3. Constrained GET and WAIT_UNTIL requests.

In this approach we would update GET and WAIT_UNTIL by enforcing hard caps to safeguard against memory issues.

Get - For get/mget this means we would need to throttle writes until replicas are caught up so that the memory footprint mapping doc to translog location does not grow unbounded. This is similar to our SegRep backpressure mechanism today that enforces pressure when replica falls too far behind based on replication lag & checkpoint count. However, it would also include a primary computed memory threshold.

WAIT_UNTIL - We would put a hard cap on the amount of open wait_until writes per shard. In this case we would support the refresh policy but rather than solely triggering a local refresh to clear requests we would track the amount of open wait_until requests open to replicas and reject writes if this exceeds a limit.

Pros:

• Solves the problem for get/mget when remote translog is not used.
• Solves problem for search without change.

Cons:

• Solution for Get/mGet does not work when remote translog is enabled. With Remote translog only the primary has a local copy of the translog written to disk, so replicas would not be able to read without the added latency of a network call to fetch the translog.
• Significant latency added to the wait_until writes to wait for segment copy.
• Would implement stringent checks that would result in degraded write throughput.
• Existing failover flow with wait requests also breaks down with SegRep and would require a logic change, more here. Today if a primary goes down with open wait request the new promoted primary will refresh locally to clear any outstanding requests before promotion while all replicas must clear any outstanding listeners before primary term bump. The solution here would require force releasing the open listeners on the new primary and have each replica sync with the new primary so that listeners can be freed & term bumped.

[andrross]

I know why you're discussing remote store and system indexes here, but really these are just specific cases where the subtly different behavior of segrep compared to docrep causes problems. I believe our long term goal should be the removal of docrep and using segrep everywhere instead, and there will be users that run into the same problems as plugins if they have use cases that rely on the read-after-write behavior of get/mget and WAIT_UNTIL.

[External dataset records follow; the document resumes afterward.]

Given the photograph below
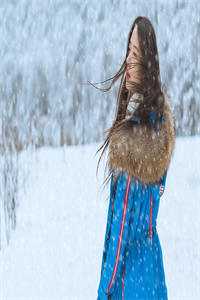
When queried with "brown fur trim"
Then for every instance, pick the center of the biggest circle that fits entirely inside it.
(141, 151)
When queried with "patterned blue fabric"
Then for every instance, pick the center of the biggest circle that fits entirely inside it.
(132, 267)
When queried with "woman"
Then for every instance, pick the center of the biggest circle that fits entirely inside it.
(141, 142)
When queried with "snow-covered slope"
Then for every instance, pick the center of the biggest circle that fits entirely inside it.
(55, 252)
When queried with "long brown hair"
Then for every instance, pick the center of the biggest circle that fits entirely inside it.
(149, 85)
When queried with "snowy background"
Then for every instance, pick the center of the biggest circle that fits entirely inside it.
(56, 250)
(52, 208)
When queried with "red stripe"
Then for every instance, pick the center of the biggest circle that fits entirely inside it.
(150, 223)
(123, 283)
(120, 235)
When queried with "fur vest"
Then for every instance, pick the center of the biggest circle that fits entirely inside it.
(142, 151)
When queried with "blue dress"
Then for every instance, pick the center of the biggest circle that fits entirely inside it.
(132, 262)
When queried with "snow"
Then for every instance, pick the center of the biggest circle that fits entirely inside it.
(56, 250)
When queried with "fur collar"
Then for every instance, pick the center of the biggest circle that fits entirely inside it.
(141, 151)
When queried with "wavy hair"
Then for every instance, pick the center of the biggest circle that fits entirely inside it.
(149, 85)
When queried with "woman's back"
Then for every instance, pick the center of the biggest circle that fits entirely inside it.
(141, 141)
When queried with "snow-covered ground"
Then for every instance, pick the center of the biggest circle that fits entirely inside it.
(55, 252)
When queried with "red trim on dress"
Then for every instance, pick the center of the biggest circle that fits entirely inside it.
(120, 235)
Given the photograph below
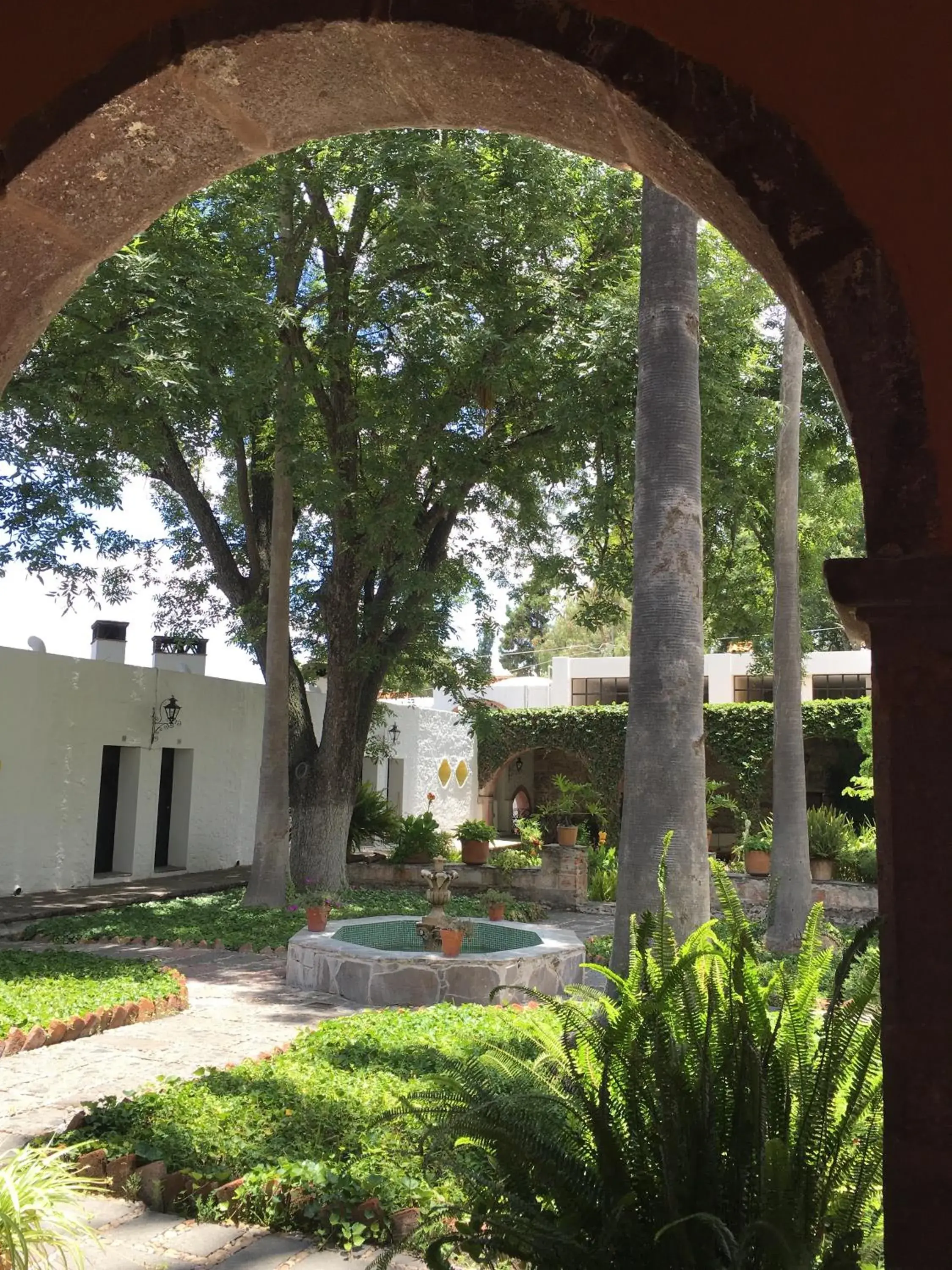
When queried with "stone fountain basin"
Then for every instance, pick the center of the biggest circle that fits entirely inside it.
(382, 977)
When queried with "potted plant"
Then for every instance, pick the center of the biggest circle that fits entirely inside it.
(419, 840)
(716, 801)
(495, 902)
(452, 938)
(831, 835)
(475, 837)
(572, 799)
(319, 912)
(757, 855)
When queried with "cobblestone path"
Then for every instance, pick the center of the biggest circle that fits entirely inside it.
(239, 1009)
(135, 1239)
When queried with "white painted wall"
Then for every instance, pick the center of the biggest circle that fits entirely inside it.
(58, 713)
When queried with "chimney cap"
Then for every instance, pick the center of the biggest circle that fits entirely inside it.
(110, 630)
(179, 644)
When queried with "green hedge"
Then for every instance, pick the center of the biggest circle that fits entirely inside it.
(738, 736)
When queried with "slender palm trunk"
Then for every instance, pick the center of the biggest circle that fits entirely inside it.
(664, 751)
(270, 865)
(790, 859)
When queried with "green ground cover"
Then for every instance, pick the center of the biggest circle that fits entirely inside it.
(314, 1118)
(39, 987)
(223, 917)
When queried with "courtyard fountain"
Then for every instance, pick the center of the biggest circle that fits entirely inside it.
(399, 961)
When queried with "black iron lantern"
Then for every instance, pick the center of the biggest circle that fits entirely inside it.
(167, 717)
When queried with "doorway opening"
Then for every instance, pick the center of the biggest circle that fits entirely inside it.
(116, 820)
(172, 820)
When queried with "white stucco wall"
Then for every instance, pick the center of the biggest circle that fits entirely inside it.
(56, 715)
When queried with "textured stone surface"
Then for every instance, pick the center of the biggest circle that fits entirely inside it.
(386, 978)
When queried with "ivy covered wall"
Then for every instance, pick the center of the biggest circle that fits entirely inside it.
(740, 737)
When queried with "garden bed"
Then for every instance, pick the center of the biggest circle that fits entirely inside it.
(305, 1131)
(52, 996)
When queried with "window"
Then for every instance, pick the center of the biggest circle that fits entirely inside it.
(842, 686)
(605, 693)
(753, 687)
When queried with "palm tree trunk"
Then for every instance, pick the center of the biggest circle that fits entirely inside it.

• get/mget: I agree with your recommendation to internally route all these requests to the primary if the realtime parameter is true. These operations are cheap, and looking a document up by its ID is not generally why one uses a search engine like OpenSearch. I really doubt there are use cases that will be adversely impacted by routing these requests to primary. I would love to hear others' opinions about this point though.
• WAIT_UNTIL: Requiring a change in user behavior to prefer the primary for searches after a write that specifies WAIT_UNTIL may be more problematic. It might be tractable to chase down the instances of this for our bundled plugins, but this will be a pain point for any user as well. I might lean towards the "option 4" functionality for this one, because it might make adoption of segrep easier for all users if they don't have to change their workload to get the same functionality. There are obviously scaling implications, but I don't think WAIT_UNTIL is a good strategy for high scale workloads even with docrep.

[mch2]

Thanks for the feedback @andrross. You are right this is really an overall limitation of segrep and not specific to remote store / system indices. I've trimmed this a bit to reflect this.

For the immediate future I think primary based routing is the simplest solution until we have a streaming API. Will close this issue.